Looks like a good value add for php 8.1:
https://git.drupalcode.org/project/menu_block/-/compare/8.x-1.7...8.x-1.10?from_project_id=3161&straight=false

[pyrello]

@joewhitsitt Would we want to go to 1.10 instead of 1.8 https://www.drupal.org/project/menu_block/releases/8.x-1.10, primarily bug fixes

Looks like a good value add for php 8.1: https://git.drupalcode.org/project/menu_block/-/compare/8.x-1.7...8.x-1.10?from_project_id=3161&straight=false

Looks like @dependabot agrees: #5948

[pyrello]

I'm working on the lb_direct_add update.

[pyrello]

I was going to add the easysvg package update to #5949, but decided to hold off since I'm not sure how to test it and was hoping that @joewhitsitt could guide me on that.

[pyrello]

I thought I might be able to sneak #5951 in, since it involves a dependency update, but it requires more work to transition our homespun view block filters to the new one provided by ctools_views. Therefore I'm not adding it to this list.

[joewhitsitt]

Looks like all of the in-scope work is done on this. Credit to @pyrello and @makurj for this work.

Once this issue is completed, copy these notes to the next month's issue and introduce it in parking lot.
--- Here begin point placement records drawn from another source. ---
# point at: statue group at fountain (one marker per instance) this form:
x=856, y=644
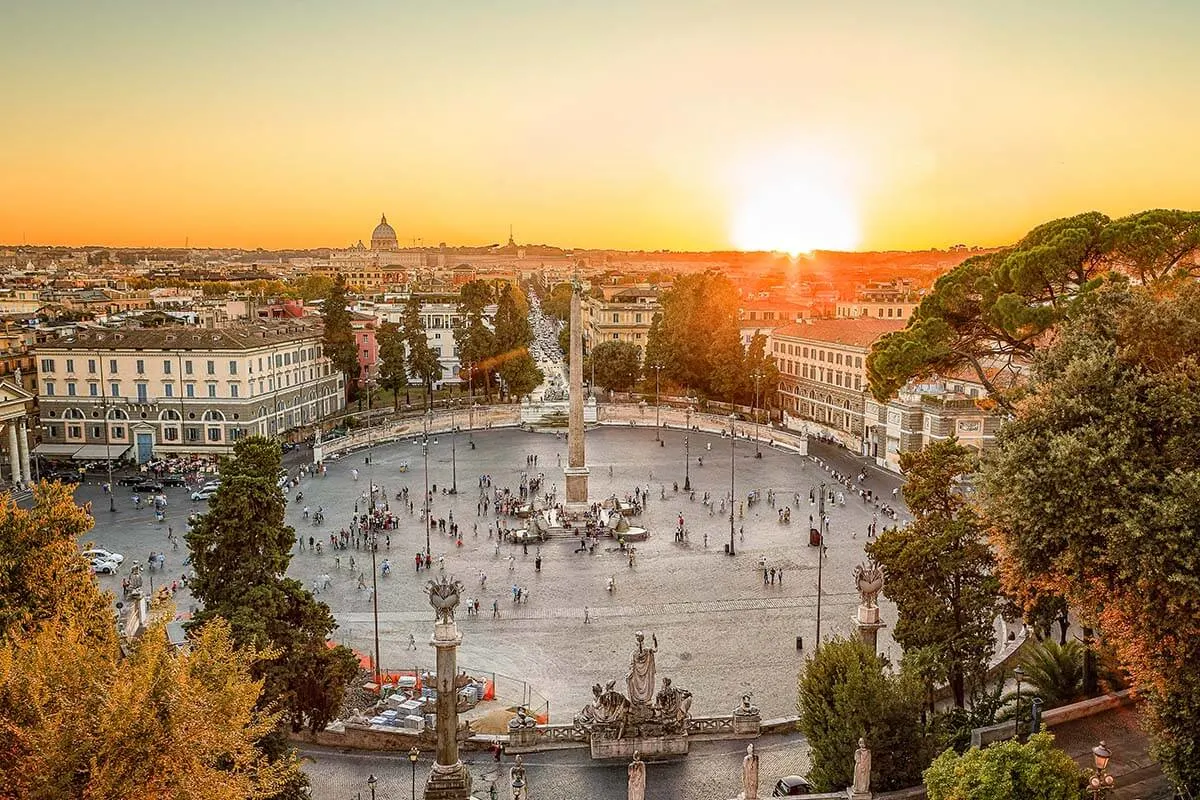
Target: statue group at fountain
x=643, y=714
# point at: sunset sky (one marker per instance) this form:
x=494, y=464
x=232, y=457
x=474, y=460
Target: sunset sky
x=684, y=125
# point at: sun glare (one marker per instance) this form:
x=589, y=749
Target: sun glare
x=795, y=205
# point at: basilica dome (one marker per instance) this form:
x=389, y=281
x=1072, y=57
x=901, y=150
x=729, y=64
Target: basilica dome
x=384, y=235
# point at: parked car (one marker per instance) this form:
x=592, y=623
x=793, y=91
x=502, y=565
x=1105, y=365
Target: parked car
x=107, y=555
x=791, y=787
x=204, y=492
x=105, y=566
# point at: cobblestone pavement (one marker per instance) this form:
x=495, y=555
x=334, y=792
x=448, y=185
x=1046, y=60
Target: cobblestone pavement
x=721, y=631
x=711, y=771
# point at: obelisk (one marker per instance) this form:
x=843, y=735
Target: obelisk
x=576, y=471
x=449, y=779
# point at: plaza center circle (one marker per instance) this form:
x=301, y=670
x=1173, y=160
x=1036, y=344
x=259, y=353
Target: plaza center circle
x=721, y=631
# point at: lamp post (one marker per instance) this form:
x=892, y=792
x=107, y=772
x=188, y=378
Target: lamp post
x=1101, y=782
x=733, y=440
x=687, y=453
x=658, y=405
x=413, y=755
x=425, y=455
x=1019, y=674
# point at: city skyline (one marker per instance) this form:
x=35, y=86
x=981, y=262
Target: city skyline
x=694, y=126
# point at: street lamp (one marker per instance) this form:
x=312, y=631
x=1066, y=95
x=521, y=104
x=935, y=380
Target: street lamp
x=1101, y=782
x=733, y=440
x=658, y=370
x=413, y=755
x=1019, y=674
x=687, y=453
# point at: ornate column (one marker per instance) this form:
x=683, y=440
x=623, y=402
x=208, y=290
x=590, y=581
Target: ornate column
x=23, y=446
x=13, y=452
x=449, y=780
x=576, y=473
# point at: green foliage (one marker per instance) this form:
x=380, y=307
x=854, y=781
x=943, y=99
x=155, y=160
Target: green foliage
x=940, y=569
x=337, y=338
x=521, y=373
x=240, y=552
x=1092, y=493
x=1036, y=770
x=616, y=365
x=846, y=693
x=393, y=367
x=993, y=310
x=697, y=340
Based on recent discussions and how this issue was addressed, I am not going to create next month's issue. Team thoughts about how to work these in to our planned work without falling behind?

[pyrello]

I think that the epic was helpful in keeping track of the updates to be done. Maybe we just need to rewrite the notes a bit?

[pyrello]

We should try to review and merge in dependency updates on a monthly basis. Until this is automated more, here is a guide:

• Review the outstanding dependency updates and add a list of current ones below.
• Dependencies related to our frontend build tools (not executed on the websites) are usually safe to merge as-is but might cause issue with other packages. Check travis build for messages related to blt frontend.
• Each @dependabot PR can be worked on separately. Each dependency PR you merge will cause merge conflicts with all the other ones. As long as you don't alter the branch (e.g. merge in main, push a commit), you can fix the merge conflicts by running @dependabot rebase.
• If a @dependabot PR does require some type of modification (e.g. removing a patch, updating incompatible code), it is okay to make those changes directly in relevant PR. However, it is a good idea to wait until you have merged all the other "easy" dependency PRs first because you will lose the ability to use @dependabot rebase to have the PR's merge conflicts resolved.
• Periodically check locked dependencies for new versions. Make notes about why a dependency was/is locked in the repo Readme.
• Review the changelog for each version we are jumping to and the versions in-between. Make note of certain functionality in our codebase that is using the functionality for testing instructions later.
• It can also be helpful to review the git diff comparison between the old version and the new one to see how extensive the code changes are and to get an idea of what things you might need to test.
• Use https://github.com/uiowa/uiowa#updating-dependencies as a guide to test for update hooks, configuration changes and commit. This command is helpful if there are a lot of configuration changes across feature/site splits: https://github.com/uiowa/uiowa/blob/main/blt/src/Blt/Plugin/Commands/ConfigSplitCommands.php
• Dependency PR's with update hooks or requiring a cache rebuild may require off-hours deployment. If this is the case, add the appropriate label to the PR.
• Once this issue is completed, copy these notes to the next month's issue and introduce it in parking lot.

Updates in-scope

[joewhitsitt]

I am okay with this. Thanks @pyrello for taking the time to tweak it.

[joewhitsitt]

Created #5965. Closing this as #5951 should be addressed separately.